Quatro perguntas para

Érito Pereira da Cunha, delegado e coordenador-geral da Subsecretaria do Sistema Penitenciário do DF (Sesipe)

Como o senhor avalia as visitas feitas por familiares no sistema carcerário?
As visitas ocorrem dentro do que é previsto na Lei de Execução Penal (LEP).

Muitos parentes visitantes reclamam sobre serem humilhados por agentes penitenciários nas visitas. Como explicar isso?
A Sesipe atua com respeito às leis vigentes e com respeito à dignidade da pessoa humana, não permitindo qualquer desrespeito ao interno, familiar ou servidor.

Existe algum trabalho promovido dentro das penitenciárias para humanizar o atendimento aos visitantes?
Todos os servidores são orientados a respeitar as leis vigentes.
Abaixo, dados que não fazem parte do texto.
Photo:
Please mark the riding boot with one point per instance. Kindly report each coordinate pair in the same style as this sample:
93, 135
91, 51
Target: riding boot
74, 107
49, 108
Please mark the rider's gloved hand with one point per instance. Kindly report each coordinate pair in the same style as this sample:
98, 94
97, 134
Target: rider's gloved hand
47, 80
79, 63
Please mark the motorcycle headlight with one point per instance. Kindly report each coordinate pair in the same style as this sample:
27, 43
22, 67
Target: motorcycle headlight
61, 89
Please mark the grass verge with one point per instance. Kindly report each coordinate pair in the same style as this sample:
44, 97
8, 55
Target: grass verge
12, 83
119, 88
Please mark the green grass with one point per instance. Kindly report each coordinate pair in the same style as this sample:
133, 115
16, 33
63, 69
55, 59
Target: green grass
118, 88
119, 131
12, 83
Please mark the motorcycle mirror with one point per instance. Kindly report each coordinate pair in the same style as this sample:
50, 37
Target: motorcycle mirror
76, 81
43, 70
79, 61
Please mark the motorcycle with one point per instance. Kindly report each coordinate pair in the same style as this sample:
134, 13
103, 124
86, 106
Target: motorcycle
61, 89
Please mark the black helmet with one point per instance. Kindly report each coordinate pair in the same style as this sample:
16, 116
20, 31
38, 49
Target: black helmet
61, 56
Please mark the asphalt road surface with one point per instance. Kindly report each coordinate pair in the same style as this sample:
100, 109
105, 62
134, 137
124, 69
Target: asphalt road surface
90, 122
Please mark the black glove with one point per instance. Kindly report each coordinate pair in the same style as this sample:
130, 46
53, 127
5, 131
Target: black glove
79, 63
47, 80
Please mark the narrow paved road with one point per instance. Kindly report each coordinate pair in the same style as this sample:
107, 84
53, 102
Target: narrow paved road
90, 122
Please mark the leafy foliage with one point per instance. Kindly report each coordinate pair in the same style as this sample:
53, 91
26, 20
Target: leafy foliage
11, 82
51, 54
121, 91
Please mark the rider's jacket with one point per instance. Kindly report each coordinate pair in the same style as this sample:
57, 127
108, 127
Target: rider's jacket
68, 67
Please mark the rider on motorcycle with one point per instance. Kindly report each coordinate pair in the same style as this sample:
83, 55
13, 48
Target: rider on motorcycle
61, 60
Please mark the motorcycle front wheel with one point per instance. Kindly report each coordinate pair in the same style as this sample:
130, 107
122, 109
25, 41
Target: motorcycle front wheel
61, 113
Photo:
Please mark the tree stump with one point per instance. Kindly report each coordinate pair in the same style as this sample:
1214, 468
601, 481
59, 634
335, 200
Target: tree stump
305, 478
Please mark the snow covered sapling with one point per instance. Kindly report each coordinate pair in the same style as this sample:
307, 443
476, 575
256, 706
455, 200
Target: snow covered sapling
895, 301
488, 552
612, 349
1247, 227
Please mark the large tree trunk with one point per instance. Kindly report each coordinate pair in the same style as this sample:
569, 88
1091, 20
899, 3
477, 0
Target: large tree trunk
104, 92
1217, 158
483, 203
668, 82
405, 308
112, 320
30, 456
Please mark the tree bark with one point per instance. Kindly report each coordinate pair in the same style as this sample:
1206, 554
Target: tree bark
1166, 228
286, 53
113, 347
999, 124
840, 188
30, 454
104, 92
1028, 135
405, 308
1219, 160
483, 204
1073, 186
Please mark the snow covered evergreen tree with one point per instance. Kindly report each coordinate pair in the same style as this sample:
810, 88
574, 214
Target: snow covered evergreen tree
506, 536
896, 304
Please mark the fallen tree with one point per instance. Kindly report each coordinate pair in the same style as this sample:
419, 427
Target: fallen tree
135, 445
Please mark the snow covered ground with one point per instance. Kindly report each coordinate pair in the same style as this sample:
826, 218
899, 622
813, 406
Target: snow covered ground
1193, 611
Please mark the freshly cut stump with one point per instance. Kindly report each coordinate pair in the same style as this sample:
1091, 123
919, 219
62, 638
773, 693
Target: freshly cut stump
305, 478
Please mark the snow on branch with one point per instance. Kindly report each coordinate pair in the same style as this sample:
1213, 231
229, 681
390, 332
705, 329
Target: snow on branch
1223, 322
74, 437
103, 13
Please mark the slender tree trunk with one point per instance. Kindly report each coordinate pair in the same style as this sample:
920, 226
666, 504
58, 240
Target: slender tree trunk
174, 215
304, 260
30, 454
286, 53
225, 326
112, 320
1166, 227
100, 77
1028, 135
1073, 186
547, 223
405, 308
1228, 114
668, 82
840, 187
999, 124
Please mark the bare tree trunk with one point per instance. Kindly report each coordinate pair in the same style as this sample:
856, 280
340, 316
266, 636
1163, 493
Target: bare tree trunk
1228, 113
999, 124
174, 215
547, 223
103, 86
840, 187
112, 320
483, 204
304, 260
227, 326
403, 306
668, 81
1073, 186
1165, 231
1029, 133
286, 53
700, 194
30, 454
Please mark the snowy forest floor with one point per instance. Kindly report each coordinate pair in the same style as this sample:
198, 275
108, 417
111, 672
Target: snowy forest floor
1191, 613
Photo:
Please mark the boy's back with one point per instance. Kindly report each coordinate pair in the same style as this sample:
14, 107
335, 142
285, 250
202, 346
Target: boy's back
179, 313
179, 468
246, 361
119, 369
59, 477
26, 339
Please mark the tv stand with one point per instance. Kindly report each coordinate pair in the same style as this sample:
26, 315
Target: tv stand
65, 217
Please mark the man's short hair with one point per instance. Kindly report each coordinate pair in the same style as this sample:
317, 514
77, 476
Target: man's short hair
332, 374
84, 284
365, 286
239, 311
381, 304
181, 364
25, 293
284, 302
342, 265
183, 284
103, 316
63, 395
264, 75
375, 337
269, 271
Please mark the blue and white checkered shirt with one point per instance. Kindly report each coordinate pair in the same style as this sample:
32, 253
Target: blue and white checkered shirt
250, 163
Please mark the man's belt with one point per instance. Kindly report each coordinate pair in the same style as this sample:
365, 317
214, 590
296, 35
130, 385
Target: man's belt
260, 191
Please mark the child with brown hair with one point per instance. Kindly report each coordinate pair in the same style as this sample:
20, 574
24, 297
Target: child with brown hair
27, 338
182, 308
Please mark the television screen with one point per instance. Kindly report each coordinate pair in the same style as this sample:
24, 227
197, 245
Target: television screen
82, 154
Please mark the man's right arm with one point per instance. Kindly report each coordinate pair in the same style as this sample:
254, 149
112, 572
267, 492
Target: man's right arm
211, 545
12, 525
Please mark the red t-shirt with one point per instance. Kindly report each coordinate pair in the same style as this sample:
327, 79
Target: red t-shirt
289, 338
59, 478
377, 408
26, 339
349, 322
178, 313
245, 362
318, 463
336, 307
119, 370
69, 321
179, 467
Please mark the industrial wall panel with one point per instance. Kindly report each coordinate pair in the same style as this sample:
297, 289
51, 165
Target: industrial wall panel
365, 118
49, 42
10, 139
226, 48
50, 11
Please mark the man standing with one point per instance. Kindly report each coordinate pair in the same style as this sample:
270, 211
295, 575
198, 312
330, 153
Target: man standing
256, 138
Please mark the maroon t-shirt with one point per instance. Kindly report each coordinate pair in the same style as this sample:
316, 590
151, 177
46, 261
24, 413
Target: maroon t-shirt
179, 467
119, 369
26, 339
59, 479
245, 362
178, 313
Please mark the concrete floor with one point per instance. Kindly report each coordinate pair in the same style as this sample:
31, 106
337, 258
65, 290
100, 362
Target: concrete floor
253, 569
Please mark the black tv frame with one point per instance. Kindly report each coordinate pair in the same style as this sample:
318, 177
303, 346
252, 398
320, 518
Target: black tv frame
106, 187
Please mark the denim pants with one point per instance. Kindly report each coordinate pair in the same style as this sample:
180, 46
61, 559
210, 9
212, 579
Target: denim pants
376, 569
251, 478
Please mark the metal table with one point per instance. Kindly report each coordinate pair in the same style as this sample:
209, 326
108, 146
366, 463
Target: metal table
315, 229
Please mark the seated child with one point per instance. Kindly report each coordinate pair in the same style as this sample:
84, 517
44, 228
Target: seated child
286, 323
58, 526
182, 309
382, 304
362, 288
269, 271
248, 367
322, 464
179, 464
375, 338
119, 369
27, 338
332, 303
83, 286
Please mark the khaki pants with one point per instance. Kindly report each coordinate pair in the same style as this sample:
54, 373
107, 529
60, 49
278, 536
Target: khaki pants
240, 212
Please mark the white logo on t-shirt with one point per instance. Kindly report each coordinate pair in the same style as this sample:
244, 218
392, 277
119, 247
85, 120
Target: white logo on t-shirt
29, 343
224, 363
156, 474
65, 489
Segundo dados do Conselho Nacional de Justiça (CNJ), há 16.688 mil presos no DF, mas a capacidade é de 7.398. Como podemos explicar isso? Onde está o problema?
O problema da superlotação é nacional, e não só do Distrito Federal. Creio que (a solução) está na educação e na melhoria de perspectiva de vida dos brasileiros. Todos querem uma oportunidade de ter uma vida digna.